The only solution, therefore, is an appointment by the previous Protector, who would also be a man of ingenious skills and infrequently found understanding as well as-which is desirable-remarkable accomplishment in another field of activity, of a successor deemed as worthy in serving as the guardian of a meritocracy. The position would be occupied for life, but nevertheless incur the same limits standing alone as that of any lower-level official. Economic control, in other words, is denied even the Protector, though he should be permitted and encouraged (but not through the use of public funds) to pursue a private economic endeavor detached from the affairs of government and thereby gain a stake in the economy he was sworn to protect. The lifetime occupation of the post is desirable due to the consistency that it bestows upon the reactive mechanism. The Protector would be able to, first, establish a vast record of experience and tactical judgment, second, to train a successor for a lengthier time during his more aged years using the entire repository of his amplified knowledge, and, third, eliminate the ability of pressure groups to capitalize on a proximate alteration in leadership in order to elevate their own minions. Though, given that a man owes no unwanted positive service obligations to his society, the Protector should be permitted to resign at will, under the condition that he has appointed a successor to the position.

The Protector should be permitted to create a network of subordinates as intricate and vast as his post requires.
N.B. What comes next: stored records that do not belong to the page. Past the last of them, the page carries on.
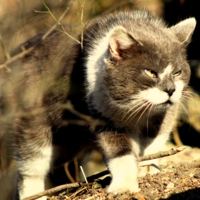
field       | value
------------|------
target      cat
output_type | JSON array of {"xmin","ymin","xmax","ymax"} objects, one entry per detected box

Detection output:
[{"xmin": 0, "ymin": 9, "xmax": 196, "ymax": 200}]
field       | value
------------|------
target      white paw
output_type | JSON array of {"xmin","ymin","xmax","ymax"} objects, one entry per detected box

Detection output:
[
  {"xmin": 107, "ymin": 180, "xmax": 139, "ymax": 194},
  {"xmin": 107, "ymin": 155, "xmax": 139, "ymax": 194}
]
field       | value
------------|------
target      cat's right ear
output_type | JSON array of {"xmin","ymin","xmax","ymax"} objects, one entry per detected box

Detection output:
[
  {"xmin": 109, "ymin": 26, "xmax": 141, "ymax": 60},
  {"xmin": 170, "ymin": 18, "xmax": 196, "ymax": 45}
]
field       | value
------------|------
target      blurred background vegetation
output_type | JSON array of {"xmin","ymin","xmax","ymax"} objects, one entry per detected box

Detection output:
[{"xmin": 0, "ymin": 0, "xmax": 200, "ymax": 195}]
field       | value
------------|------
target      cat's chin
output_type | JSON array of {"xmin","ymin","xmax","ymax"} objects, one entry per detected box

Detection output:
[{"xmin": 154, "ymin": 100, "xmax": 173, "ymax": 111}]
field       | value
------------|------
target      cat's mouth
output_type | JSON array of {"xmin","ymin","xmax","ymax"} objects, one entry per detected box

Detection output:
[
  {"xmin": 164, "ymin": 100, "xmax": 173, "ymax": 105},
  {"xmin": 154, "ymin": 100, "xmax": 173, "ymax": 110}
]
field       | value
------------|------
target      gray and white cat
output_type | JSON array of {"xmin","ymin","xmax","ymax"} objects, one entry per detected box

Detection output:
[{"xmin": 0, "ymin": 9, "xmax": 196, "ymax": 199}]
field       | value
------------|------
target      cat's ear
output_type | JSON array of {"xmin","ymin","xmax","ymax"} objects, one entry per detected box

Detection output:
[
  {"xmin": 109, "ymin": 26, "xmax": 142, "ymax": 59},
  {"xmin": 170, "ymin": 18, "xmax": 196, "ymax": 45}
]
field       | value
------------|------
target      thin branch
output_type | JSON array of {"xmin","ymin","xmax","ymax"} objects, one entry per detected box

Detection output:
[
  {"xmin": 0, "ymin": 102, "xmax": 106, "ymax": 133},
  {"xmin": 22, "ymin": 182, "xmax": 84, "ymax": 200},
  {"xmin": 139, "ymin": 146, "xmax": 186, "ymax": 162},
  {"xmin": 35, "ymin": 0, "xmax": 81, "ymax": 44},
  {"xmin": 0, "ymin": 46, "xmax": 34, "ymax": 71},
  {"xmin": 0, "ymin": 0, "xmax": 76, "ymax": 71},
  {"xmin": 0, "ymin": 33, "xmax": 10, "ymax": 60},
  {"xmin": 74, "ymin": 157, "xmax": 79, "ymax": 182},
  {"xmin": 80, "ymin": 166, "xmax": 88, "ymax": 184},
  {"xmin": 68, "ymin": 185, "xmax": 89, "ymax": 199},
  {"xmin": 78, "ymin": 0, "xmax": 86, "ymax": 49},
  {"xmin": 64, "ymin": 162, "xmax": 76, "ymax": 183}
]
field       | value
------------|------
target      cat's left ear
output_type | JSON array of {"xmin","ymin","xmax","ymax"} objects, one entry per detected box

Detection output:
[
  {"xmin": 170, "ymin": 18, "xmax": 196, "ymax": 45},
  {"xmin": 109, "ymin": 26, "xmax": 142, "ymax": 60}
]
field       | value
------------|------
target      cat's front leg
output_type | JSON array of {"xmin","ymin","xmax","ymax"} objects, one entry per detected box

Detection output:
[
  {"xmin": 98, "ymin": 131, "xmax": 140, "ymax": 194},
  {"xmin": 15, "ymin": 119, "xmax": 53, "ymax": 200},
  {"xmin": 17, "ymin": 144, "xmax": 52, "ymax": 200}
]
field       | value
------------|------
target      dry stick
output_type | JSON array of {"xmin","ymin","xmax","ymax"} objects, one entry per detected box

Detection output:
[
  {"xmin": 78, "ymin": 0, "xmax": 86, "ymax": 49},
  {"xmin": 64, "ymin": 162, "xmax": 76, "ymax": 183},
  {"xmin": 0, "ymin": 101, "xmax": 103, "ymax": 124},
  {"xmin": 74, "ymin": 157, "xmax": 79, "ymax": 182},
  {"xmin": 22, "ymin": 182, "xmax": 84, "ymax": 200},
  {"xmin": 138, "ymin": 146, "xmax": 186, "ymax": 162},
  {"xmin": 0, "ymin": 33, "xmax": 10, "ymax": 60},
  {"xmin": 173, "ymin": 127, "xmax": 183, "ymax": 146},
  {"xmin": 69, "ymin": 185, "xmax": 88, "ymax": 199},
  {"xmin": 80, "ymin": 166, "xmax": 88, "ymax": 184},
  {"xmin": 0, "ymin": 0, "xmax": 76, "ymax": 71},
  {"xmin": 22, "ymin": 146, "xmax": 186, "ymax": 200},
  {"xmin": 38, "ymin": 0, "xmax": 80, "ymax": 44}
]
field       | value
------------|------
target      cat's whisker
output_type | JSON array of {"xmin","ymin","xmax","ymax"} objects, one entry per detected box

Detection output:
[
  {"xmin": 124, "ymin": 100, "xmax": 147, "ymax": 124},
  {"xmin": 184, "ymin": 88, "xmax": 199, "ymax": 97},
  {"xmin": 179, "ymin": 100, "xmax": 190, "ymax": 118},
  {"xmin": 146, "ymin": 103, "xmax": 154, "ymax": 132},
  {"xmin": 182, "ymin": 92, "xmax": 200, "ymax": 108},
  {"xmin": 183, "ymin": 90, "xmax": 199, "ymax": 99},
  {"xmin": 134, "ymin": 101, "xmax": 152, "ymax": 127},
  {"xmin": 121, "ymin": 99, "xmax": 142, "ymax": 122},
  {"xmin": 125, "ymin": 100, "xmax": 149, "ymax": 125}
]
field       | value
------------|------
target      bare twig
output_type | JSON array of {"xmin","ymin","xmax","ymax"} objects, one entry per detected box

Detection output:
[
  {"xmin": 0, "ymin": 45, "xmax": 36, "ymax": 71},
  {"xmin": 0, "ymin": 101, "xmax": 105, "ymax": 125},
  {"xmin": 69, "ymin": 185, "xmax": 88, "ymax": 199},
  {"xmin": 139, "ymin": 146, "xmax": 186, "ymax": 162},
  {"xmin": 0, "ymin": 33, "xmax": 10, "ymax": 60},
  {"xmin": 0, "ymin": 0, "xmax": 76, "ymax": 71},
  {"xmin": 78, "ymin": 0, "xmax": 86, "ymax": 49},
  {"xmin": 22, "ymin": 182, "xmax": 83, "ymax": 200},
  {"xmin": 64, "ymin": 162, "xmax": 76, "ymax": 183},
  {"xmin": 74, "ymin": 157, "xmax": 79, "ymax": 182},
  {"xmin": 35, "ymin": 0, "xmax": 80, "ymax": 44},
  {"xmin": 80, "ymin": 166, "xmax": 88, "ymax": 184},
  {"xmin": 173, "ymin": 127, "xmax": 183, "ymax": 146}
]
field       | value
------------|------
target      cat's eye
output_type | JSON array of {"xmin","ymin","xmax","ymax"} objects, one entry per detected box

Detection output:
[
  {"xmin": 144, "ymin": 69, "xmax": 157, "ymax": 78},
  {"xmin": 173, "ymin": 70, "xmax": 182, "ymax": 77}
]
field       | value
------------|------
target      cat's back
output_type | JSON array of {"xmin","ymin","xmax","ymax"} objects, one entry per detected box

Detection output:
[{"xmin": 0, "ymin": 29, "xmax": 82, "ymax": 116}]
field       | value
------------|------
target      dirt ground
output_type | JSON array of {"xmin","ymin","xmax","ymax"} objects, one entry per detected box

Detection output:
[{"xmin": 40, "ymin": 147, "xmax": 200, "ymax": 200}]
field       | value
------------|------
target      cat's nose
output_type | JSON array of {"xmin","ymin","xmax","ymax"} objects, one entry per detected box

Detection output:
[{"xmin": 164, "ymin": 88, "xmax": 175, "ymax": 97}]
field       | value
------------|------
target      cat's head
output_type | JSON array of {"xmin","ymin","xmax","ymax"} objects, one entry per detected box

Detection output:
[{"xmin": 86, "ymin": 11, "xmax": 196, "ymax": 116}]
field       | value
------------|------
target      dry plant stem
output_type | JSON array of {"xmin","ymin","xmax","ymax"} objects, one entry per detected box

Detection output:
[
  {"xmin": 74, "ymin": 157, "xmax": 79, "ymax": 182},
  {"xmin": 38, "ymin": 0, "xmax": 81, "ymax": 44},
  {"xmin": 0, "ymin": 33, "xmax": 10, "ymax": 60},
  {"xmin": 139, "ymin": 146, "xmax": 186, "ymax": 162},
  {"xmin": 78, "ymin": 0, "xmax": 86, "ymax": 49},
  {"xmin": 173, "ymin": 127, "xmax": 183, "ymax": 146},
  {"xmin": 22, "ymin": 147, "xmax": 187, "ymax": 200},
  {"xmin": 69, "ymin": 186, "xmax": 88, "ymax": 199},
  {"xmin": 0, "ymin": 46, "xmax": 34, "ymax": 71},
  {"xmin": 80, "ymin": 166, "xmax": 88, "ymax": 184},
  {"xmin": 22, "ymin": 182, "xmax": 84, "ymax": 200},
  {"xmin": 0, "ymin": 0, "xmax": 76, "ymax": 71},
  {"xmin": 64, "ymin": 162, "xmax": 76, "ymax": 183},
  {"xmin": 0, "ymin": 101, "xmax": 105, "ymax": 126}
]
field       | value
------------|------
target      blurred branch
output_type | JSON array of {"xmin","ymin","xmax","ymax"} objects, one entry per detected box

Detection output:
[
  {"xmin": 35, "ymin": 0, "xmax": 81, "ymax": 44},
  {"xmin": 64, "ymin": 162, "xmax": 76, "ymax": 183},
  {"xmin": 0, "ymin": 33, "xmax": 10, "ymax": 60},
  {"xmin": 0, "ymin": 101, "xmax": 106, "ymax": 130},
  {"xmin": 0, "ymin": 0, "xmax": 77, "ymax": 72},
  {"xmin": 78, "ymin": 0, "xmax": 85, "ymax": 49}
]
A single man could never fully attend to the logistics, mechanisms, and observations that are absolutely indispensable to the Protectorate. What is essential, however, is that the Protectorate have only a single guiding mind which decides its purpose, while leaving all other members to resolve the means toward accomplishing it.

How the United States would go about establishing a Protectorate and assuring it sound means of enforcement, as well as ample counterbalances to possible abuses of power, will be a matter for a subsequent essay.